Why memory addresses are even numbers?

Question

After noticing in the VS debugger that memory adresses are usually even numbers I tried out the following program (MS Visual Studio 2012)

struct noise {
    int data[3];
};

int _tmain(int argc, _TCHAR* argv[])
{   
    std::vector<noise*> vn; 
    std::vector<std::complex<double>*> vv;

    for (int i(0); i < 90000; ++i) {
        std::complex<double> *cur = new std::complex<double>(1, 1);
        assert( ! ((int)cur&1) ); // assert if adress is not even
        vv.push_back(cur);
        if ( ! (i% (rand()%5 + 1)) ) vn.push_back(new noise);
    }

    for (std::size_t i(0), ie(vv.size()); i < ie; ++i) { delete vv[i]; }
    for (std::size_t i(0), ie(vn.size()); i < ie; ++i) { delete vn[i]; }

    system("PAUSE");
    return 0;
}

It never asserts! How so? Is there a way to make it assert? Are there any uses for this as a sideffect?

Answer 1

Processors (and thus, compilers) generally like data to be "aligned" to a higher granularity than bytes. For example, since a 32-bit processor deals with numbers in 32-bit chunks, and not 8-bit chunks, it's more efficient for things to be aligned on 32-bit (4 byte) boundaries.
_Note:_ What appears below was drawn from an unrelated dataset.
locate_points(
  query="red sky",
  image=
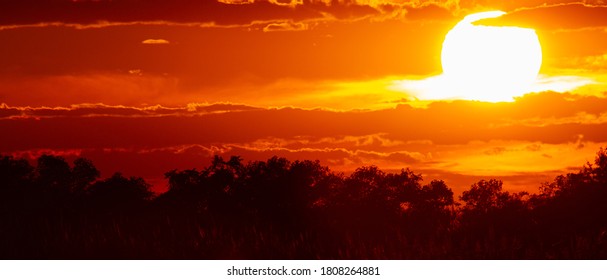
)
(144, 87)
In fact, some processors even require a certain level of alignment.

There are lots of other reasons for alignment, such as preventing a word from spanning across multiple memory pages. Compilers will often insert padding inside data structures so that each member of the structure is aligned to a certain multiple (usually powers of 2). Most compilers also allow you to change the alignment settings (using a #pragma).